5 Essential Steps To Sharpen A Hand Saw With a File
Hand saws can make cuts with precision and accuracy when the teeth on the blade (the blade is also called the plate) are sharp and shaped in the correct angles. Sharpening a hand saw is not an intuitive job. To correctly sharpen a handsaw with a file needs a little knowledge, some practice, and careful file handling to get the job done right. In this blog post, we will be covering the basics of sharpening Western hand saws. Let’s get into it!
Understand the Hand Saw Tooth Count
Hand saw tooth count is the number of teeth per inch on the blade, and is also known as “pitch.” Hand saws are classified by their tooth count, which can range from 4 to 32 teeth or points per inch (PPI). The tooth count determines the size of the kerf (the width of the blade’s cut) and the speed at which the saw cuts through a material. A higher tooth count will yield a finer cut, while a lower tooth count will yield a coarser cut.
The right saw for the job can help you create precise, sharp cuts with minimal effort.
Learn About Hand Saw Tooth Shape and Geometry
NOTE: Western hand saws cut on the push. That’s because of the shape and geometry of the teeth. Japanese hand saws cut on the pull and require a different technique.
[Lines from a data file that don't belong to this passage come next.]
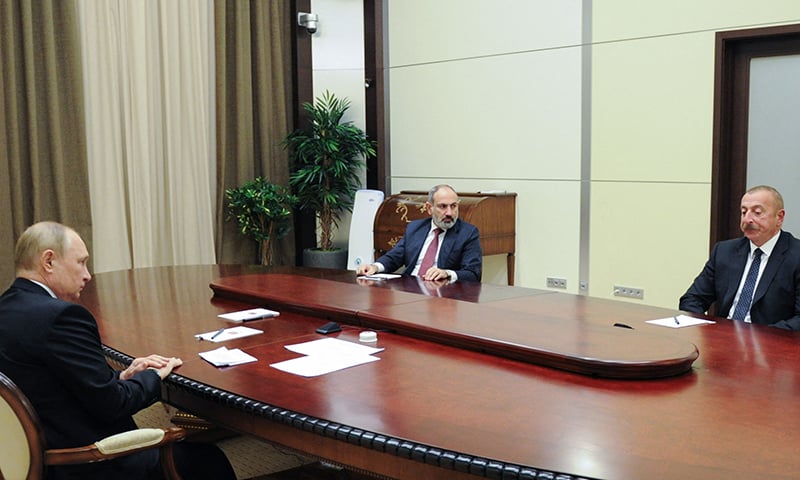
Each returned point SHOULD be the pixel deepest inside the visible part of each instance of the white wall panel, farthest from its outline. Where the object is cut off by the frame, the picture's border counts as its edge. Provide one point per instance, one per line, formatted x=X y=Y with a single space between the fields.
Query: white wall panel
x=441 y=30
x=511 y=116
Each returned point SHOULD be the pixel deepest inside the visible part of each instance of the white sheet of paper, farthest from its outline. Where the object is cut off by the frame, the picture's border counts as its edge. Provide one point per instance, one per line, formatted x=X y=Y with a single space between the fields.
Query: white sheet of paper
x=313 y=365
x=228 y=334
x=332 y=347
x=222 y=357
x=679 y=321
x=325 y=356
x=382 y=276
x=251 y=314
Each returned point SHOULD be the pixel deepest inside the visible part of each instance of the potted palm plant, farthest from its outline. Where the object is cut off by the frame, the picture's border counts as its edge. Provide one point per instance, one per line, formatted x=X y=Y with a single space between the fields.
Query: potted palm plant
x=262 y=211
x=326 y=159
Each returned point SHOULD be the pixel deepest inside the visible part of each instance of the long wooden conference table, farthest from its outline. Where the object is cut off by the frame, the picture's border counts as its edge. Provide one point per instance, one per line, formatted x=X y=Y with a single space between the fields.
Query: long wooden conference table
x=447 y=399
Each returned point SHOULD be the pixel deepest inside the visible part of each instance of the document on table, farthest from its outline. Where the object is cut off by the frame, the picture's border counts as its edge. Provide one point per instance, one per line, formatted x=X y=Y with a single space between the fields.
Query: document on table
x=325 y=356
x=382 y=276
x=251 y=314
x=222 y=357
x=679 y=321
x=224 y=334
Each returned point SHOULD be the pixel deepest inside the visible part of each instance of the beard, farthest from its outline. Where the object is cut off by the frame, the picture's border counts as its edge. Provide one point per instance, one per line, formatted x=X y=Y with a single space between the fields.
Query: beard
x=445 y=223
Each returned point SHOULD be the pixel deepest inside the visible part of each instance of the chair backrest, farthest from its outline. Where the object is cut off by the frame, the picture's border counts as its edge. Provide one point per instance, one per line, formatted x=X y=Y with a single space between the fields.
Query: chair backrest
x=22 y=440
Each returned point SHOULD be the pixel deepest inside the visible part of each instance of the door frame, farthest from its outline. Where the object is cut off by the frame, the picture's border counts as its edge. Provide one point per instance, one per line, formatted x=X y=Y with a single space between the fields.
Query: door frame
x=734 y=50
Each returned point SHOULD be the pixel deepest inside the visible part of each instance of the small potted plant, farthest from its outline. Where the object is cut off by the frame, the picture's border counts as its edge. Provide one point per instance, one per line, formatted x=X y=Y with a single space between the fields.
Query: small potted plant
x=326 y=159
x=262 y=211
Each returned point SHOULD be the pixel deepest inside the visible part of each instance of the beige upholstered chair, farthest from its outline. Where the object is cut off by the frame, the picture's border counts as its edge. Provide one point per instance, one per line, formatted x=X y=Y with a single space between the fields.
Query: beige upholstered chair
x=22 y=446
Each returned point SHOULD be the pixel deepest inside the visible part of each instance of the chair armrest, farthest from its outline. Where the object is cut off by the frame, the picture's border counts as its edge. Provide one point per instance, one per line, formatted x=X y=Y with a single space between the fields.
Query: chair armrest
x=116 y=446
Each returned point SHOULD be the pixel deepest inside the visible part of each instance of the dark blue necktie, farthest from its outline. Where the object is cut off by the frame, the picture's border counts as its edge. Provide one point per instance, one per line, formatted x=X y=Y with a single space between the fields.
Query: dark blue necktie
x=746 y=297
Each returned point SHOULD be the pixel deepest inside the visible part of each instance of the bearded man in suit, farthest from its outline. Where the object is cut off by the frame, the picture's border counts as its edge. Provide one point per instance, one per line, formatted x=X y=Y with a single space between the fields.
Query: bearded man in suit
x=456 y=254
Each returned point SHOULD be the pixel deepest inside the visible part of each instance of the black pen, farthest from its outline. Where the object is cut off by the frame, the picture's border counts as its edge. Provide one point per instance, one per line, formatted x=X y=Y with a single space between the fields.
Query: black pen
x=222 y=330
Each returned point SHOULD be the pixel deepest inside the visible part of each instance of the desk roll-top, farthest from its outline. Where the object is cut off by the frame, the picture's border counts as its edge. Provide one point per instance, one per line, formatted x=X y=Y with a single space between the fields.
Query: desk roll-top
x=493 y=213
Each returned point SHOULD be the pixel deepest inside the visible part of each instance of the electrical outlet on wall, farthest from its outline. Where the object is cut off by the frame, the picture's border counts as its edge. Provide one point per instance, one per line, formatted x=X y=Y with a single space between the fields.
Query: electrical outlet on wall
x=629 y=292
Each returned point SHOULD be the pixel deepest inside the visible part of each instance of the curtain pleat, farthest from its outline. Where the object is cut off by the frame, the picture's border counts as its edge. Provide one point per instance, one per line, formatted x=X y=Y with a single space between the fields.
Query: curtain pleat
x=253 y=81
x=42 y=129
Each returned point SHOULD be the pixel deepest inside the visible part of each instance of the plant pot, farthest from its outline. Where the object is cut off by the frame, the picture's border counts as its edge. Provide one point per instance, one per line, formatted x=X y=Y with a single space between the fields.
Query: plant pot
x=336 y=258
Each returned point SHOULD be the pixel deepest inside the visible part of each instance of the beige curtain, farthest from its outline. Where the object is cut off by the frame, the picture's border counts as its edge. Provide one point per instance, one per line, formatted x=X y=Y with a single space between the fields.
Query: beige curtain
x=253 y=81
x=43 y=172
x=150 y=132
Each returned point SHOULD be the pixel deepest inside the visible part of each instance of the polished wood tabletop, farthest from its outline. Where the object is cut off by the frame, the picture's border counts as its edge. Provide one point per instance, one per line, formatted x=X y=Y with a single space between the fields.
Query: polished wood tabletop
x=432 y=410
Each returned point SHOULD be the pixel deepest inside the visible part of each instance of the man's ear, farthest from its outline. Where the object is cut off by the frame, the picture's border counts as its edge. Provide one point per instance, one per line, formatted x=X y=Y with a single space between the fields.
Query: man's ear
x=47 y=260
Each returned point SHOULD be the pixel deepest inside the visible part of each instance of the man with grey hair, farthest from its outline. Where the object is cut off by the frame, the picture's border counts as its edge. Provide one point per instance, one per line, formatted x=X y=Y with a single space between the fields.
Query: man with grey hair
x=440 y=249
x=755 y=278
x=50 y=347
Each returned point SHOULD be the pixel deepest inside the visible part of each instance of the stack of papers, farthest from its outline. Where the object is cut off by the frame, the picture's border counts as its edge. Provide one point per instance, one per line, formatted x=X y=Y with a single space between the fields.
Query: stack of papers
x=382 y=276
x=222 y=357
x=251 y=314
x=325 y=356
x=224 y=334
x=679 y=321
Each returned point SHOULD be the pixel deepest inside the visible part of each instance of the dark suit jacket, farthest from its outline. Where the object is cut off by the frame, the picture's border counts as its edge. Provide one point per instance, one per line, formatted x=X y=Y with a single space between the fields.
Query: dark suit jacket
x=776 y=300
x=460 y=250
x=51 y=349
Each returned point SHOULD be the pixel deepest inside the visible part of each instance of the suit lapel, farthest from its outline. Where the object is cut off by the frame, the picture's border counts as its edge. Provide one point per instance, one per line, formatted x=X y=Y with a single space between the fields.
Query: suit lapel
x=415 y=244
x=773 y=265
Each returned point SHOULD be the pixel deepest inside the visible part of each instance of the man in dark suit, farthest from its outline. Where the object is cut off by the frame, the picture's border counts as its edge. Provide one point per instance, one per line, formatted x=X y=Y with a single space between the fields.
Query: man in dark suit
x=50 y=347
x=456 y=253
x=772 y=297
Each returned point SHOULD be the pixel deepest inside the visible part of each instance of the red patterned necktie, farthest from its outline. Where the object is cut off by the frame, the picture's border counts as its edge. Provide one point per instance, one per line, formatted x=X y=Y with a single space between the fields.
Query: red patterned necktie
x=430 y=254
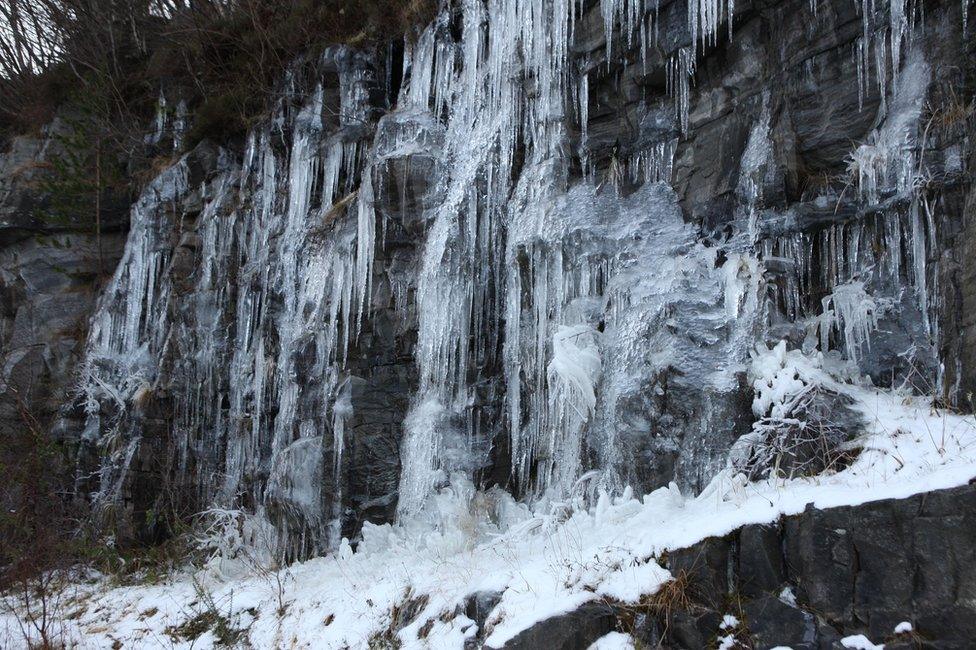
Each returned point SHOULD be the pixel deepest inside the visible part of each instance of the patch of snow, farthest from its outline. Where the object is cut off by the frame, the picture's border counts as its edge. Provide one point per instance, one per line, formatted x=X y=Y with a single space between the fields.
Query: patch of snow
x=904 y=628
x=613 y=641
x=859 y=642
x=544 y=562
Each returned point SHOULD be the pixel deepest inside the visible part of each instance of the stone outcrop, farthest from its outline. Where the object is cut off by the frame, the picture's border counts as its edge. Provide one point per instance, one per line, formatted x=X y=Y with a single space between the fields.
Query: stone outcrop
x=809 y=580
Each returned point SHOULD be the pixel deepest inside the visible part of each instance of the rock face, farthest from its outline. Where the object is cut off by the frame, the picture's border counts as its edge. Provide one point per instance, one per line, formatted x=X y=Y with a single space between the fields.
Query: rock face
x=513 y=264
x=810 y=580
x=51 y=269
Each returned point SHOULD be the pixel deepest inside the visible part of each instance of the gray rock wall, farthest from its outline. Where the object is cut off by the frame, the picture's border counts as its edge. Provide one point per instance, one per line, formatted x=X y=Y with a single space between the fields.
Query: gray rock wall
x=807 y=581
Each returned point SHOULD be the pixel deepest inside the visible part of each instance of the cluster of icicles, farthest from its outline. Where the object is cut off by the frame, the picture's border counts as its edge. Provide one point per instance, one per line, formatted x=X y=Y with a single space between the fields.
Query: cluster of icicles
x=249 y=374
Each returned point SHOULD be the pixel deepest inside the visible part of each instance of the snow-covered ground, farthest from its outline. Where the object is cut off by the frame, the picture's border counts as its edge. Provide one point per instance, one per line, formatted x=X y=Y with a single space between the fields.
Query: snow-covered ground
x=545 y=562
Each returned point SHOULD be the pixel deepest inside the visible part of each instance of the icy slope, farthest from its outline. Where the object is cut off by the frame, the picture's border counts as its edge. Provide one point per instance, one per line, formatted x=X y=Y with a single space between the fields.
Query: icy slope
x=412 y=581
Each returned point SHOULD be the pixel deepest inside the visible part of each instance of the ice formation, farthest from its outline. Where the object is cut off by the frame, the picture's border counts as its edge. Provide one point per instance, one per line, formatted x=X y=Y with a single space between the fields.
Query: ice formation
x=580 y=295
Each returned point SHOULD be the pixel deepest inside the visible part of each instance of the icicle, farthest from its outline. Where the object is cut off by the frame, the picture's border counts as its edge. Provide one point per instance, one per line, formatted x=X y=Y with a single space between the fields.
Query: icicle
x=365 y=245
x=681 y=68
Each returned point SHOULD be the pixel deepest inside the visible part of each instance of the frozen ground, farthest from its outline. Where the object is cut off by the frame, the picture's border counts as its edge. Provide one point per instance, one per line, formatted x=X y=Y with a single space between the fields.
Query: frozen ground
x=546 y=562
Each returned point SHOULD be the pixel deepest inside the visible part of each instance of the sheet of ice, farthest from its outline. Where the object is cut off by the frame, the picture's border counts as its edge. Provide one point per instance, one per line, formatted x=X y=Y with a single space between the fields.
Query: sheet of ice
x=545 y=562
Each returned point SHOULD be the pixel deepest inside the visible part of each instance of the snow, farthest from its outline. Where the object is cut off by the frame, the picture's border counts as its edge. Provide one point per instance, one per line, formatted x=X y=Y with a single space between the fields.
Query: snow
x=613 y=641
x=859 y=642
x=728 y=622
x=545 y=562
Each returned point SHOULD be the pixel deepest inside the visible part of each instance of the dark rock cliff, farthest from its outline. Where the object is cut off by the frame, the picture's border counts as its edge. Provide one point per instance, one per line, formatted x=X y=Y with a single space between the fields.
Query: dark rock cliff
x=791 y=67
x=808 y=581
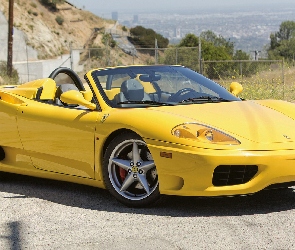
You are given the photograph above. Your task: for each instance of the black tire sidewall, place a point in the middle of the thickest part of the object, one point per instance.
(145, 202)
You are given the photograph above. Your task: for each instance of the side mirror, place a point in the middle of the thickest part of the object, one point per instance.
(76, 97)
(235, 88)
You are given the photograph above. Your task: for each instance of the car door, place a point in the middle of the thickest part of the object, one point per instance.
(59, 139)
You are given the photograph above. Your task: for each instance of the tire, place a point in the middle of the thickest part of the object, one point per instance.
(129, 171)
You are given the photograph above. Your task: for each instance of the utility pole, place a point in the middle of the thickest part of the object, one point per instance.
(156, 51)
(200, 55)
(10, 39)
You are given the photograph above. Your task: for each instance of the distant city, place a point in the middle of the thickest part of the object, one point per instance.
(249, 29)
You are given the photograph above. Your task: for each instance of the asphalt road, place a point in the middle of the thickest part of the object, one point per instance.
(44, 214)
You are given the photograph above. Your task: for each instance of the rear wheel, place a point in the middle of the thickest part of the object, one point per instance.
(129, 171)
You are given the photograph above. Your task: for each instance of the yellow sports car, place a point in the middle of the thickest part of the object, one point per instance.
(143, 131)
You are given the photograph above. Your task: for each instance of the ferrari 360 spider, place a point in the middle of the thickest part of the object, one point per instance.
(144, 131)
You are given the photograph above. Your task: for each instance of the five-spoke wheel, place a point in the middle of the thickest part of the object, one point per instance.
(129, 171)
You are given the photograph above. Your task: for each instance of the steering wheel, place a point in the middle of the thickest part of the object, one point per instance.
(76, 79)
(175, 97)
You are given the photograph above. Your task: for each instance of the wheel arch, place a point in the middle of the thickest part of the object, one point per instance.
(113, 135)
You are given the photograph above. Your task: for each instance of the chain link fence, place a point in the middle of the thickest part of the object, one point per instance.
(261, 79)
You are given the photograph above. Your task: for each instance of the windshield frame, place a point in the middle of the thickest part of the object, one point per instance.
(153, 72)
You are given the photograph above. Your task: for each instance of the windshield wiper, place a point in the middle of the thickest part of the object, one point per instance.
(147, 102)
(206, 99)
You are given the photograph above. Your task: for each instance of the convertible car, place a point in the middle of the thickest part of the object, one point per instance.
(144, 131)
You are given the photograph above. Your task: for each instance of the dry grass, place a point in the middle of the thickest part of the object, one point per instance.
(274, 83)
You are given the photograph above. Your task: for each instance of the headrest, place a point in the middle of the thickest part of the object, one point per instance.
(132, 90)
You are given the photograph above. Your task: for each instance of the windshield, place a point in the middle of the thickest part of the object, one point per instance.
(138, 86)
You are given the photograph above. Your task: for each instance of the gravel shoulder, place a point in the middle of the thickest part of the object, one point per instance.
(45, 214)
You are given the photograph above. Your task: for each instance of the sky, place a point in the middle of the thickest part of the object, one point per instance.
(144, 6)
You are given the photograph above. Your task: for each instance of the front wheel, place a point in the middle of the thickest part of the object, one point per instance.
(129, 171)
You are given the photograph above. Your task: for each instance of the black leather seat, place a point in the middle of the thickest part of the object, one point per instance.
(131, 90)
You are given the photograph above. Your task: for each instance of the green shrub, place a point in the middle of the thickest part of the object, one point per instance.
(3, 73)
(59, 20)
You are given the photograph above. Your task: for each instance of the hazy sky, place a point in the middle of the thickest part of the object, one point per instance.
(140, 6)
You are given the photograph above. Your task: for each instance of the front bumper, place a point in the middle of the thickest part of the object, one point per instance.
(189, 171)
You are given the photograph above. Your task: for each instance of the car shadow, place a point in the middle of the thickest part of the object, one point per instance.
(81, 196)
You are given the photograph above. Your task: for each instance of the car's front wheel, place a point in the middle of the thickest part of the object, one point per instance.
(129, 171)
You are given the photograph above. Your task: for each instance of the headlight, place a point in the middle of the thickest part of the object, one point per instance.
(203, 133)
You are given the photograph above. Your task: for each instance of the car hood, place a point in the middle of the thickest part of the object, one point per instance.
(247, 119)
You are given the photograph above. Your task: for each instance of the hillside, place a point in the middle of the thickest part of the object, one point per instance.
(49, 38)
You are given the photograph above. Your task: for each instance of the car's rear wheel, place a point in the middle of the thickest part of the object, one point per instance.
(129, 171)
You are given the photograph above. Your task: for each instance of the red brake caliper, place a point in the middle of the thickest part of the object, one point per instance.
(123, 174)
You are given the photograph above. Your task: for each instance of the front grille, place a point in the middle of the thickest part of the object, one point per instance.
(227, 175)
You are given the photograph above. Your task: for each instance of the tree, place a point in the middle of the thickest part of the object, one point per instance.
(190, 40)
(145, 38)
(282, 43)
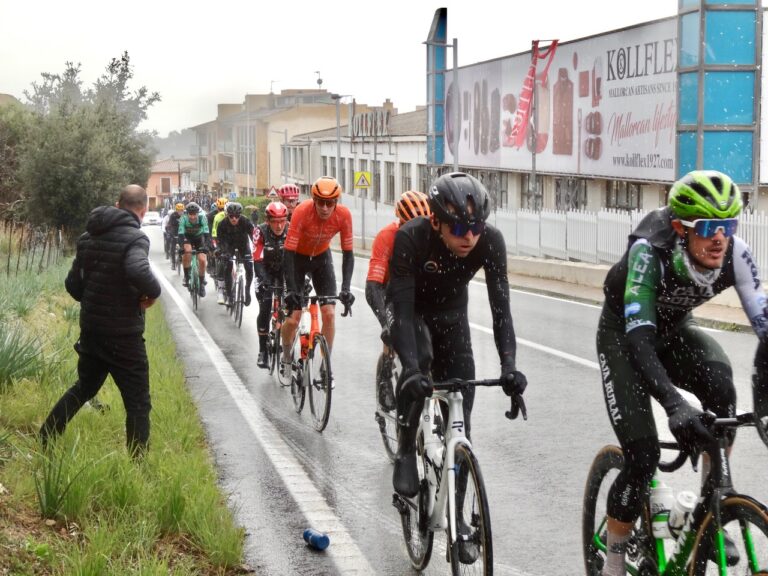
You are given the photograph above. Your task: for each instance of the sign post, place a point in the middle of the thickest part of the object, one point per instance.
(363, 181)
Hand saw teeth are typically categorized into crosscut or rip cut teeth.
The Rake Angle
Crosscut teeth have a rake angle of 8-15 degrees and a fleam angle of 20-40 degrees. If you view a saw tooth as a pyramid, it slopes from top to bottom at 60 degrees. It’s the angle same for both crosscut and rip cut teeth. The angle on the cutting side of the tooth is the rake angle, as shown in the image below. It’s the angle from the perpendicular taken from the tip of the tooth.
The Fleam Angle
In the illustration below you can see the fleam in crosscut teeth. If you were looking down the cutting edge of a crosscut saw you see how each tooth comes to a “point”. Each point is a result of the tooth being bevel filed from each direction. The beveling is what is called fleam and makes a crosscut saw work. Since each crosscut tooth has fleam, crosscut teeth, when viewed from the edge, appear as two rows of knives. Rip cut teeth would appear flat with no valley, like the cutting edge of a chisel. Rip cut teeth have no fleam.
Another way to understand fleam is as the angle that you will point the file when sharpening each tooth. Consider the saw blade as the perpendicular. To get a fleam of 15 degrees you would angle the file 15 degrees from the saw blade to the toe while you ran it across the teeth.
Fleam angle does make a difference in the way that the saw cuts. A fleam angle of 24 degrees will cross cut through pine and other softwoods like butter. A fleam angle of 15 degrees will produce a rougher cut with a harder push, but the edge will hold longer. Some experts say that 20 degrees is best for general use. Now that you know you can experiment and make your own call.
What Do You Need For Sharpening A Hand Saw With a File?
It sounds silly, but you need a file that can do the job. Contemporary hand saw teeth are hardened to Rockwell C 60-62 for the most part. A file softer than the saw tooth you want to sharpen is not going do much other than waste your time and your money. If the file starts screeching at you while making a cut it means that edge is too dull to do the work. If all the edges are like that then toss that file in the bin. It’s done.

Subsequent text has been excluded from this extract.